Increased intestinal epithelial proliferation in metallothioneine-transforming growth factor alpha transgenic mice.

BACKGROUND AND AIM

The epidermal growth factor (EGF) peptide family includes six closely-related proteins, all of which bind to the EGF receptor. In the intestinal epithelium, transforming growth factor alpha (TGFalpha) appears to be the most physiological ligand for the EGF receptor. The present studies were designed to examine the effect of TGFalpha overexpression on duodenal epithelial proliferation using a metallothioneine-inducible promoter/enhancer transgenic mouse (MT-TGFalpha). The MT-TGFalpha mouse model was further studied to determine the in vivo effect of unregulated TGFalpha production on the physiological proliferative responses to fasting and refeeding.

METHODS

MT-TGFalpha mice were given 25 mM oral ZnSO4 to induce transgene expression and were studied 1 to 2 months later. Duodenal histology was analyzed morphometrically in well-oriented transverse sections. The vincristine metaphase-arrest technique was used to assess proliferation in duodenal crypts. Immunohistochemical staining and in situ hybridization were used to assess transgenic TGFalpha protein and mRNA expression, respectively.

RESULTS

Normally fed MT-TGFalpha mice had deeper crypts (0.12 vs. 0.08 mm), longer villi (0.66 vs. 0.54 mm), and greater luminal diameters (2.65 vs. 2.19 mm) compared to controls (P<0.05 for all three dimensions). The crypt cell mitotic index in normally fed transgenic mice was 1.5 fold greater than the index in normally fed controls (20+/-2 vs. 35+/-4 mitoses per crypt; P <0.05). Fasting and refeeding MT-TGFalpha mice resulted in no significant change in their high baseline rate of crypt proliferation, while proliferation in control mice rose from a lower baseline during fasting to a level with refeeding that approximated rates in MT-TGFalpha mice.
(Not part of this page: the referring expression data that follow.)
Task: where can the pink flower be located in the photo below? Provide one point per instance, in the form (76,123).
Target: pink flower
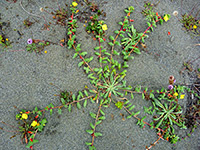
(30,41)
(170,87)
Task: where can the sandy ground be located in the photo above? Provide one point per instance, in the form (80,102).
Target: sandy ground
(25,77)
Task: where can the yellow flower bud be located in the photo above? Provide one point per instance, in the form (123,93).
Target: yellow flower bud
(24,116)
(104,27)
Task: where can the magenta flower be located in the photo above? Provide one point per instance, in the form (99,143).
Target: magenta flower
(30,41)
(170,87)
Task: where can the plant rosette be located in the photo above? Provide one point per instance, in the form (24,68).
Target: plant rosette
(36,46)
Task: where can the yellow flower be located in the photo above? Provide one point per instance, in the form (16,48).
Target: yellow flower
(175,94)
(182,96)
(104,27)
(166,18)
(194,26)
(34,123)
(24,116)
(74,4)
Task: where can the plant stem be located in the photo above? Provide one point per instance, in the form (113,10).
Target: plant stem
(141,38)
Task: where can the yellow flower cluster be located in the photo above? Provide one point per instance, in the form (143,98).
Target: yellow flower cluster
(181,96)
(24,116)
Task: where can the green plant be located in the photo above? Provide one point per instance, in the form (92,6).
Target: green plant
(37,47)
(108,83)
(191,23)
(4,42)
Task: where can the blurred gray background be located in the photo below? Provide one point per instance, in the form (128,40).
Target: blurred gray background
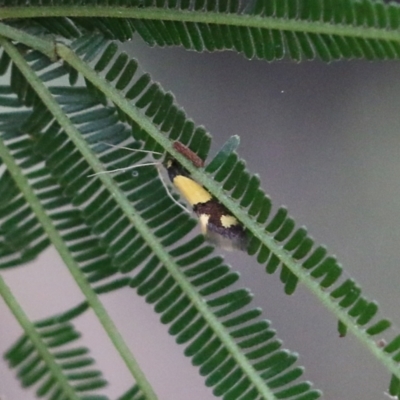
(325,141)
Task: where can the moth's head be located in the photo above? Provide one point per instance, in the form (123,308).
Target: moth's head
(173,168)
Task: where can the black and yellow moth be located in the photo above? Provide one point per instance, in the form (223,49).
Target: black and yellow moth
(216,222)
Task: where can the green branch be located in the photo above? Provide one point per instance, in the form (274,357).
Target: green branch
(53,234)
(215,188)
(207,17)
(141,226)
(27,325)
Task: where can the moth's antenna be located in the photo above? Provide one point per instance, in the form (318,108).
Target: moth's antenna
(129,149)
(124,169)
(157,164)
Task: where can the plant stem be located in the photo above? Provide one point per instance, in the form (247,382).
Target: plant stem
(56,238)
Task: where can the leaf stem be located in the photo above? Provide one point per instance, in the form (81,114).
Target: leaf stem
(207,17)
(54,235)
(30,329)
(215,188)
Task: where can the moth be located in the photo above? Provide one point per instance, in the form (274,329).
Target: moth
(217,224)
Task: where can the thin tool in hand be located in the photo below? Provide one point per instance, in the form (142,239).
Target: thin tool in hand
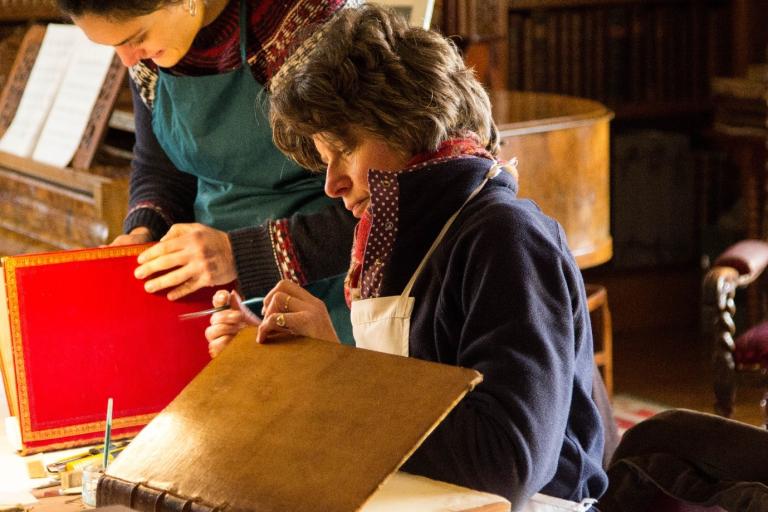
(255,301)
(108,433)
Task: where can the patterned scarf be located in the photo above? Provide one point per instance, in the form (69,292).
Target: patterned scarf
(467,145)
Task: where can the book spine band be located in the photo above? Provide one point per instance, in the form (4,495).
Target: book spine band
(114,491)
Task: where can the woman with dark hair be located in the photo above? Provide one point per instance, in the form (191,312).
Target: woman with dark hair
(207,180)
(448,265)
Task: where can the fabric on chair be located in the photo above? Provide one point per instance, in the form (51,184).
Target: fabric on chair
(747,257)
(704,462)
(752,346)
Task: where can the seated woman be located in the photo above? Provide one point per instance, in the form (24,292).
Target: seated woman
(448,265)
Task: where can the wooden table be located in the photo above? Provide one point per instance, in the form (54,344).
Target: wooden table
(562,147)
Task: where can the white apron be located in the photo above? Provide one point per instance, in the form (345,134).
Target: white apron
(384,323)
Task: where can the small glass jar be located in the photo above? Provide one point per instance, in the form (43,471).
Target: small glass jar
(91,475)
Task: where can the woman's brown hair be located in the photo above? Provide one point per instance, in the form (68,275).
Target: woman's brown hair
(372,73)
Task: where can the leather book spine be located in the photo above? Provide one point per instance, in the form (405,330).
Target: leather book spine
(140,497)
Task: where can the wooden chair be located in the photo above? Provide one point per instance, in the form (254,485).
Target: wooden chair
(738,358)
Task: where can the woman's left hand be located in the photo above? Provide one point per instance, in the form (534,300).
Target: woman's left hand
(194,255)
(290,309)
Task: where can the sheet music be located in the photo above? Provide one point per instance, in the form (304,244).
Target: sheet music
(74,103)
(40,91)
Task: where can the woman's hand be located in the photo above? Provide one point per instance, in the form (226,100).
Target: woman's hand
(140,235)
(226,324)
(290,309)
(194,256)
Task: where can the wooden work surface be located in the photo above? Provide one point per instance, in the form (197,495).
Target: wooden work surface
(562,147)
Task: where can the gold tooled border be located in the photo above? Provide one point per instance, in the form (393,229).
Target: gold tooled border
(11,263)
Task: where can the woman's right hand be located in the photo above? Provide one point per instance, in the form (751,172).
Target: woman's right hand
(289,309)
(226,324)
(139,235)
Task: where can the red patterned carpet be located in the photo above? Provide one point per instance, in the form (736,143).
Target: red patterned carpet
(628,410)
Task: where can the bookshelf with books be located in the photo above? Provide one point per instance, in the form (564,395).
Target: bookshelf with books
(643,59)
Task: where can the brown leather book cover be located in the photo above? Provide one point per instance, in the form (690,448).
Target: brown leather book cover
(299,425)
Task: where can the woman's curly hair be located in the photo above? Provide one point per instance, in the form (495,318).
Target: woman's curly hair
(112,9)
(372,73)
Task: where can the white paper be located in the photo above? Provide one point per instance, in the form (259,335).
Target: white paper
(39,94)
(74,103)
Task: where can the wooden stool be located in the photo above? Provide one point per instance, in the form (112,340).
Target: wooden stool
(602,333)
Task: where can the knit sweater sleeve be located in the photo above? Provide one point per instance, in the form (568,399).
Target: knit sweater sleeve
(302,248)
(160,194)
(525,329)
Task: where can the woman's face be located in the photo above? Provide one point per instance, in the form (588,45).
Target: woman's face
(347,169)
(164,36)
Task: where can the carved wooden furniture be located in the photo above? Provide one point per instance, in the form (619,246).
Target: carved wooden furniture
(561,144)
(742,359)
(46,208)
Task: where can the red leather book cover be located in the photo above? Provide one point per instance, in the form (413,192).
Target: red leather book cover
(81,329)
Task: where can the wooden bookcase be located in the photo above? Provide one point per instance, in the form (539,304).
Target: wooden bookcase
(643,59)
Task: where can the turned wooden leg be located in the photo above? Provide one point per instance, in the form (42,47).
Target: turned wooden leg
(724,385)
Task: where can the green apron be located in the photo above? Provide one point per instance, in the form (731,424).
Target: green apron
(215,128)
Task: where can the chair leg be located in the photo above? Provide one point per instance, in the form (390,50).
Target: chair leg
(724,384)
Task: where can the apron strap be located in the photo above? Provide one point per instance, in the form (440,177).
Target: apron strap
(244,32)
(492,173)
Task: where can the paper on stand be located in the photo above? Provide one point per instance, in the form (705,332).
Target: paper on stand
(74,103)
(39,94)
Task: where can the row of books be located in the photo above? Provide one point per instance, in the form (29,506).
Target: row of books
(630,53)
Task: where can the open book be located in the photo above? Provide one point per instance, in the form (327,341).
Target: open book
(299,425)
(76,328)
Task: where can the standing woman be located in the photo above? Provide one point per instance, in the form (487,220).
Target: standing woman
(207,180)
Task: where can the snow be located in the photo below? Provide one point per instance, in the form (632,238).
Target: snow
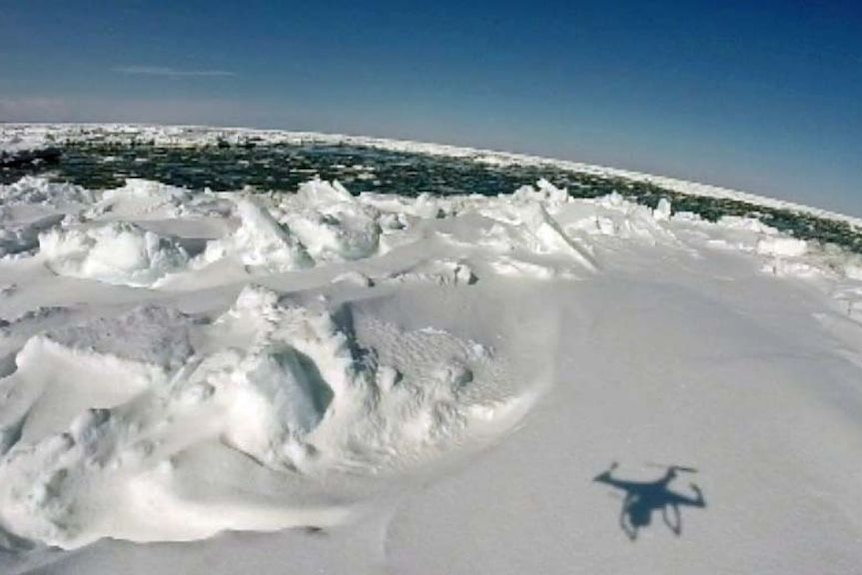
(378,383)
(117,253)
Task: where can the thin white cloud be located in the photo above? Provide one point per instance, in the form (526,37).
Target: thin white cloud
(169,72)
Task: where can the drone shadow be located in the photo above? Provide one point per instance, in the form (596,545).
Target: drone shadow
(642,499)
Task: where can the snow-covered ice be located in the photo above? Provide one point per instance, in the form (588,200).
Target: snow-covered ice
(378,383)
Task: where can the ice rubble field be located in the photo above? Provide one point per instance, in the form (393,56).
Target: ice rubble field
(417,385)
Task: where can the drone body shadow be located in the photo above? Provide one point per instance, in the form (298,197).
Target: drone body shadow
(642,498)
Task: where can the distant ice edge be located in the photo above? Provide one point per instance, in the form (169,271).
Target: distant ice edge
(181,134)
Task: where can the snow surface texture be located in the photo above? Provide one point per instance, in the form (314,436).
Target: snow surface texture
(421,385)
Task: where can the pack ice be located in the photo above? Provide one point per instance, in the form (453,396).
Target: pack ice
(434,381)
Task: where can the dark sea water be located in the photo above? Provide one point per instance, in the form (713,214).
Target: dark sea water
(282,167)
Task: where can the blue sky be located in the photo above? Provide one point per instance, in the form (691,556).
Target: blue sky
(761,96)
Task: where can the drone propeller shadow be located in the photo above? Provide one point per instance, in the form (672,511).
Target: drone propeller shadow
(643,498)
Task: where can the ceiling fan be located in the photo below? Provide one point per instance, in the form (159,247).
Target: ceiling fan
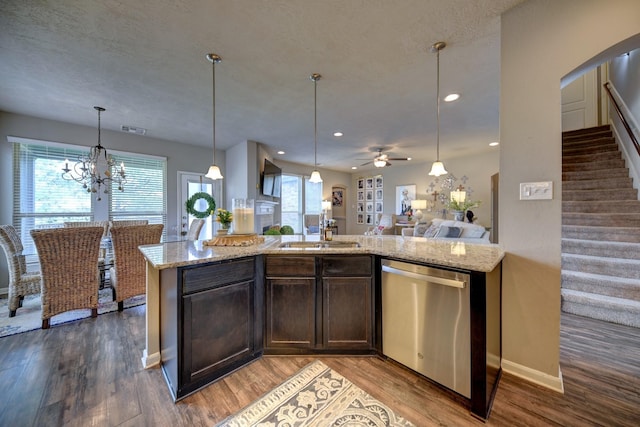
(382,160)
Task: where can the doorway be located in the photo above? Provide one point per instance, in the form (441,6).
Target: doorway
(191,183)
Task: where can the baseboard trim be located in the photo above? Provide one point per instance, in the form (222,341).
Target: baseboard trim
(536,377)
(150,360)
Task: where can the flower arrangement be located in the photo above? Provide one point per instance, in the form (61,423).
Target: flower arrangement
(454,205)
(224,217)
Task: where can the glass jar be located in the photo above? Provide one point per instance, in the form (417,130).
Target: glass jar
(243,216)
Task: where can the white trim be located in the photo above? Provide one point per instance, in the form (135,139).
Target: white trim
(536,377)
(64,145)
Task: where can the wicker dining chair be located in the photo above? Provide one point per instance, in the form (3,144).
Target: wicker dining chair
(21,283)
(105,233)
(127,222)
(68,258)
(129,272)
(195,228)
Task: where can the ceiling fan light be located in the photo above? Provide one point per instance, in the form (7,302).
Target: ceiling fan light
(437,169)
(214,173)
(315,177)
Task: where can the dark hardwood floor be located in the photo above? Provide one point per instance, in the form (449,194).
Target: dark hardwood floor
(89,373)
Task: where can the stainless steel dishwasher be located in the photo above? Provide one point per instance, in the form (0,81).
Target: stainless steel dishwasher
(425,322)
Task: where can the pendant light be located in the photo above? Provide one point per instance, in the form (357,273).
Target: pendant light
(437,168)
(315,175)
(214,170)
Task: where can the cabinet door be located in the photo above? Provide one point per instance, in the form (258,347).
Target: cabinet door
(218,330)
(290,312)
(347,322)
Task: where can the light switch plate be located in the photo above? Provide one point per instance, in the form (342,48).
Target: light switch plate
(536,190)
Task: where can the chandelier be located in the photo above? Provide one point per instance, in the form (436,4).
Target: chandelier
(87,169)
(437,168)
(214,171)
(315,175)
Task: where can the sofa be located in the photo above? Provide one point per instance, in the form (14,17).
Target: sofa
(449,230)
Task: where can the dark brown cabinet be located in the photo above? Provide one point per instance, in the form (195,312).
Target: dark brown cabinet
(317,304)
(211,322)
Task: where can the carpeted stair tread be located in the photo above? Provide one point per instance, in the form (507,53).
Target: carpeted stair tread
(610,234)
(619,267)
(595,174)
(609,309)
(601,284)
(587,132)
(599,195)
(600,269)
(626,250)
(604,206)
(613,183)
(602,219)
(587,158)
(594,165)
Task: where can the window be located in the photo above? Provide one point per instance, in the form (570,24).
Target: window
(144,195)
(293,194)
(42,198)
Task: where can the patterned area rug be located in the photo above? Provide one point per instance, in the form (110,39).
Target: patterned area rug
(28,317)
(316,396)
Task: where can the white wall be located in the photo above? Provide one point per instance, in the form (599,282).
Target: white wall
(624,73)
(477,168)
(542,41)
(183,157)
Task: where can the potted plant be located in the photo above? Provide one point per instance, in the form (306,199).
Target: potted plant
(458,208)
(224,217)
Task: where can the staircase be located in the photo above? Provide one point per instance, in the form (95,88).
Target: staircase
(600,229)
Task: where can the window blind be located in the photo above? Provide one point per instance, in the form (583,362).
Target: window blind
(144,195)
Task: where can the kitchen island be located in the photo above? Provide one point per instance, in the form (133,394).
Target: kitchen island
(194,280)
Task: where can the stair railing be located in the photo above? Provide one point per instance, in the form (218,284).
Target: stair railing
(624,121)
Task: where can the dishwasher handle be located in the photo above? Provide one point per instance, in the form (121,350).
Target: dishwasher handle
(432,279)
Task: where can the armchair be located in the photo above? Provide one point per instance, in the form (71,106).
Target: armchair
(68,259)
(129,272)
(21,283)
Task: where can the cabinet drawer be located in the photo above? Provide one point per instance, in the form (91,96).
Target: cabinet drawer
(290,266)
(214,275)
(347,266)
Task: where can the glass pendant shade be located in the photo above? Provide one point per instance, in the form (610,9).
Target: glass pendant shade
(437,169)
(214,173)
(315,177)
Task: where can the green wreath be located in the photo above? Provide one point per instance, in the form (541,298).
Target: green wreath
(211,205)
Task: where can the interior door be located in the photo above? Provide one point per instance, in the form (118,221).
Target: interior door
(191,183)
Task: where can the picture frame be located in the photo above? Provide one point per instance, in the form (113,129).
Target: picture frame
(404,195)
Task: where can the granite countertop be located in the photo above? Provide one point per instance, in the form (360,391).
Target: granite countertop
(446,253)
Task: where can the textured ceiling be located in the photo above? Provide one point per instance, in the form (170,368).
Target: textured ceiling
(144,61)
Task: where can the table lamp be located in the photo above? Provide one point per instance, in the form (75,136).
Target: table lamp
(416,205)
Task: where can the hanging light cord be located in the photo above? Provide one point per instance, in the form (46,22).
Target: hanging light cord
(438,105)
(213,74)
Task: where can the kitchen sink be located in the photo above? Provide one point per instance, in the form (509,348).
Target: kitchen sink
(320,245)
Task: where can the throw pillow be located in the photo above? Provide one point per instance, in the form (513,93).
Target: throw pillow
(419,229)
(447,231)
(432,230)
(475,233)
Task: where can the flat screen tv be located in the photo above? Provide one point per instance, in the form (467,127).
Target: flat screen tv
(271,179)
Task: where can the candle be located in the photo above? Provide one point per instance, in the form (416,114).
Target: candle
(243,216)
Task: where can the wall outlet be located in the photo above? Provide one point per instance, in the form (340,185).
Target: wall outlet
(536,190)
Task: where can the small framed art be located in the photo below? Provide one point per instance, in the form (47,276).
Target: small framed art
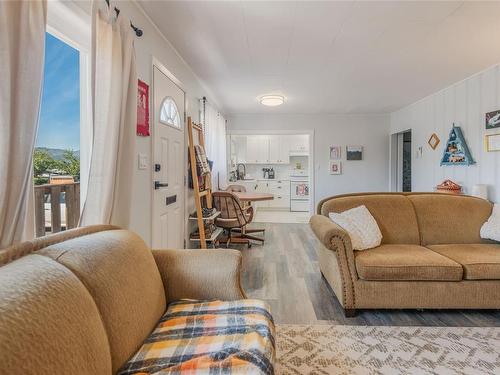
(434,141)
(492,142)
(354,153)
(492,119)
(335,167)
(335,152)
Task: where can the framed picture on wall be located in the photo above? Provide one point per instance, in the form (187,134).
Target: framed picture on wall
(335,152)
(493,119)
(335,167)
(434,141)
(492,142)
(354,152)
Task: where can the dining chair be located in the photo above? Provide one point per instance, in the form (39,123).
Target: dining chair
(234,218)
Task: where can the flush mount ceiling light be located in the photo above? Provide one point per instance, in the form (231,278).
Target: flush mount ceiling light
(272,100)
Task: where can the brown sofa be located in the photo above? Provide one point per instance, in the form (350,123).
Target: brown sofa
(431,254)
(85,300)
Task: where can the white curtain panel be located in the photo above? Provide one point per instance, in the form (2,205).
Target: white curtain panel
(215,144)
(114,85)
(22,50)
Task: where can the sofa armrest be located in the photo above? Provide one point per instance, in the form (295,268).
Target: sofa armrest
(200,274)
(327,231)
(335,239)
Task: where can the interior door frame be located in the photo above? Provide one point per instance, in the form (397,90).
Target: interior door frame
(396,161)
(156,63)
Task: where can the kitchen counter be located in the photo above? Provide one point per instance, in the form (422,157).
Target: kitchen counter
(258,180)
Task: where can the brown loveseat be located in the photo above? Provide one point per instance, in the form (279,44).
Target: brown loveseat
(84,301)
(431,254)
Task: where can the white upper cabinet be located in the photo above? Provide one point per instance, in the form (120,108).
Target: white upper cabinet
(238,149)
(267,149)
(257,149)
(279,149)
(299,144)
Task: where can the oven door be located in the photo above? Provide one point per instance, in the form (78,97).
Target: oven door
(299,190)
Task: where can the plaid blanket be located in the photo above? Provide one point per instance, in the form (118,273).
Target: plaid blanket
(215,337)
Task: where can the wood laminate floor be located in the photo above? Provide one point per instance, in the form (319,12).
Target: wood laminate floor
(285,273)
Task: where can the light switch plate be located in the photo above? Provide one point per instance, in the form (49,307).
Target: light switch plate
(143,161)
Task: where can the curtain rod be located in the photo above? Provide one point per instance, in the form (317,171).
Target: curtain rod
(138,32)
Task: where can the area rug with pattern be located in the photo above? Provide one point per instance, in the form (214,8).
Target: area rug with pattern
(327,349)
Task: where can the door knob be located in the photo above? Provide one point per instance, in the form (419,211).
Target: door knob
(159,185)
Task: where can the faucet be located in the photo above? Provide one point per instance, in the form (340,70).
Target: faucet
(241,175)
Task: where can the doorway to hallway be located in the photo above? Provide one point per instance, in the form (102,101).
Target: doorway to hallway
(401,163)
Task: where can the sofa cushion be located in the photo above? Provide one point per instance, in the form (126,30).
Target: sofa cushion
(450,219)
(49,323)
(405,262)
(119,271)
(479,261)
(394,214)
(214,337)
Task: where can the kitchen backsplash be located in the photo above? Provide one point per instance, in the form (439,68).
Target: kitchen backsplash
(282,171)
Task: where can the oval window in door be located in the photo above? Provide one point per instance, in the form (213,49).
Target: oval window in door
(169,114)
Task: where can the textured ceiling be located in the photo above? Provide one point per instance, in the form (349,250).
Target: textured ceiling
(330,57)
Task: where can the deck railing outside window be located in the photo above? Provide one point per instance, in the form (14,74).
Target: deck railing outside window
(57,207)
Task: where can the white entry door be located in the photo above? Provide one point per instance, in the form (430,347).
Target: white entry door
(168,163)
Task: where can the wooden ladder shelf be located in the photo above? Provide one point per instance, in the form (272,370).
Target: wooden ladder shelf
(205,192)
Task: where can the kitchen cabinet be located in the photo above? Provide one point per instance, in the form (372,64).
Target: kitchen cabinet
(281,191)
(299,144)
(267,149)
(279,149)
(279,188)
(257,150)
(238,149)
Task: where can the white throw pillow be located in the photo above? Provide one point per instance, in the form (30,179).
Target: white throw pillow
(361,226)
(491,229)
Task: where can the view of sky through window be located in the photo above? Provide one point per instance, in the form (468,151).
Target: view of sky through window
(60,111)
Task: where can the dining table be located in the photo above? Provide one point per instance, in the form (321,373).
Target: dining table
(249,197)
(245,196)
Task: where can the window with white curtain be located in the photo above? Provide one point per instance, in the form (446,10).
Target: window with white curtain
(215,143)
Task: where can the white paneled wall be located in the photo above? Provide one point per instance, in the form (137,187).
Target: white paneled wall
(466,104)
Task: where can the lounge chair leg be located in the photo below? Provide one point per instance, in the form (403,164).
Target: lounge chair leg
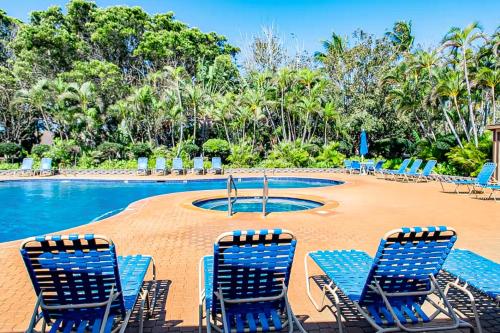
(464,289)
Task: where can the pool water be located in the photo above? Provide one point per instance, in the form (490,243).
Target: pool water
(36,207)
(254,204)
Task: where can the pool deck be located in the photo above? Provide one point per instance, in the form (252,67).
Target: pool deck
(356,215)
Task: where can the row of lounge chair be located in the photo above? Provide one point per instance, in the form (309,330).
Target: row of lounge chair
(142,166)
(81,284)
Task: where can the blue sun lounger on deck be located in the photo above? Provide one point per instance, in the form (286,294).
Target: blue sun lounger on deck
(177,166)
(479,272)
(160,166)
(426,173)
(217,165)
(142,166)
(482,179)
(198,165)
(26,167)
(46,167)
(402,168)
(81,285)
(390,290)
(246,280)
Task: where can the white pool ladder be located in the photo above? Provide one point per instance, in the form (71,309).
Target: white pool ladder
(230,199)
(265,195)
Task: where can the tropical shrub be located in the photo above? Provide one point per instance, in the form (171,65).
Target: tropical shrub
(330,157)
(216,147)
(110,150)
(288,154)
(64,152)
(9,150)
(140,150)
(242,155)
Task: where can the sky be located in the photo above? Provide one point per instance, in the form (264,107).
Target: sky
(304,24)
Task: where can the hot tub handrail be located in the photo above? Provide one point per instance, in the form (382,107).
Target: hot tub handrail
(265,195)
(231,200)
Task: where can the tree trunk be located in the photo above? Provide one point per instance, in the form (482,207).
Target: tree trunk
(472,118)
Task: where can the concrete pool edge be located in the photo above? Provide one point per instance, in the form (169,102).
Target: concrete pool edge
(125,211)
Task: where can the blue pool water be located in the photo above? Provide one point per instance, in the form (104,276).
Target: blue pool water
(35,207)
(254,204)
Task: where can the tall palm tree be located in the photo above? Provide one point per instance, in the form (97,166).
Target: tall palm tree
(462,39)
(490,78)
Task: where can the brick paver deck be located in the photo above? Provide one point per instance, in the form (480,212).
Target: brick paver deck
(177,234)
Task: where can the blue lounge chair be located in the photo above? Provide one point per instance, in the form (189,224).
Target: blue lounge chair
(26,167)
(471,269)
(198,165)
(482,179)
(81,285)
(426,173)
(402,169)
(217,165)
(406,175)
(160,166)
(493,188)
(177,166)
(246,280)
(142,166)
(46,167)
(347,166)
(390,289)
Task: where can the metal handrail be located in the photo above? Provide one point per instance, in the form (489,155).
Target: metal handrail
(265,195)
(231,200)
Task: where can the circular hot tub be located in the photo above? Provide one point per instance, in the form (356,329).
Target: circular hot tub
(254,204)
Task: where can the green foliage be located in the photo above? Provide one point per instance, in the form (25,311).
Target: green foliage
(9,149)
(330,157)
(40,151)
(216,147)
(470,159)
(140,150)
(64,152)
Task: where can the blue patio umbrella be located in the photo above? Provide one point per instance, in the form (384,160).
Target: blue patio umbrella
(363,144)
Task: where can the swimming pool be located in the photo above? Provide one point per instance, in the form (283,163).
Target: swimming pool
(35,207)
(254,204)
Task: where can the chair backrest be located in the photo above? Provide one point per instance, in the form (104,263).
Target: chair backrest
(429,166)
(46,164)
(404,260)
(252,264)
(485,174)
(404,165)
(142,163)
(73,269)
(355,165)
(27,164)
(415,166)
(216,163)
(198,163)
(379,165)
(161,163)
(177,163)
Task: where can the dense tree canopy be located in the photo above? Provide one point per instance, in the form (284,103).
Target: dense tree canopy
(110,81)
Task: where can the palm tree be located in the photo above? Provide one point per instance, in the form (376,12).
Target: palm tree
(490,78)
(462,40)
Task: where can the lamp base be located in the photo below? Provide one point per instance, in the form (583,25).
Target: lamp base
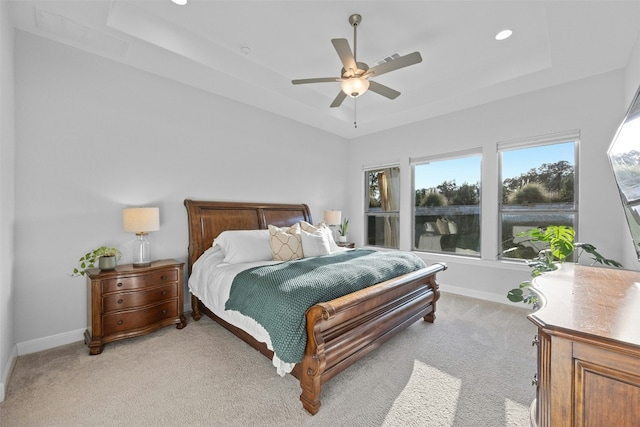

Transgenic TGFalpha protein and mRNA were localized to the villus epithelial compartment with little or no evidence of mRNA or protein expression in the crypt epithelium.

CONCLUSION

Overproduction of TGFalpha in the mouse duodenal epithelium results in a pronounced increase in crypt epithelial cell proliferation and a resulting increase in the dimension of the crypt/villus unit. This appears to be mediated through a paracrine and/or juxtacrine effect on crypt cells by TGFalpha produced in the villus epithelium. Fasting and refeeding experiments suggest that TGFalpha may also play a role in the proliferative response to refeeding or that the full potential for proliferation is realized by TGFalpha overexpression alone. Collectively, these studies suggest that TGFalpha is a physiological autocrine and paracrine regulator of small intestinal epithelial proliferation.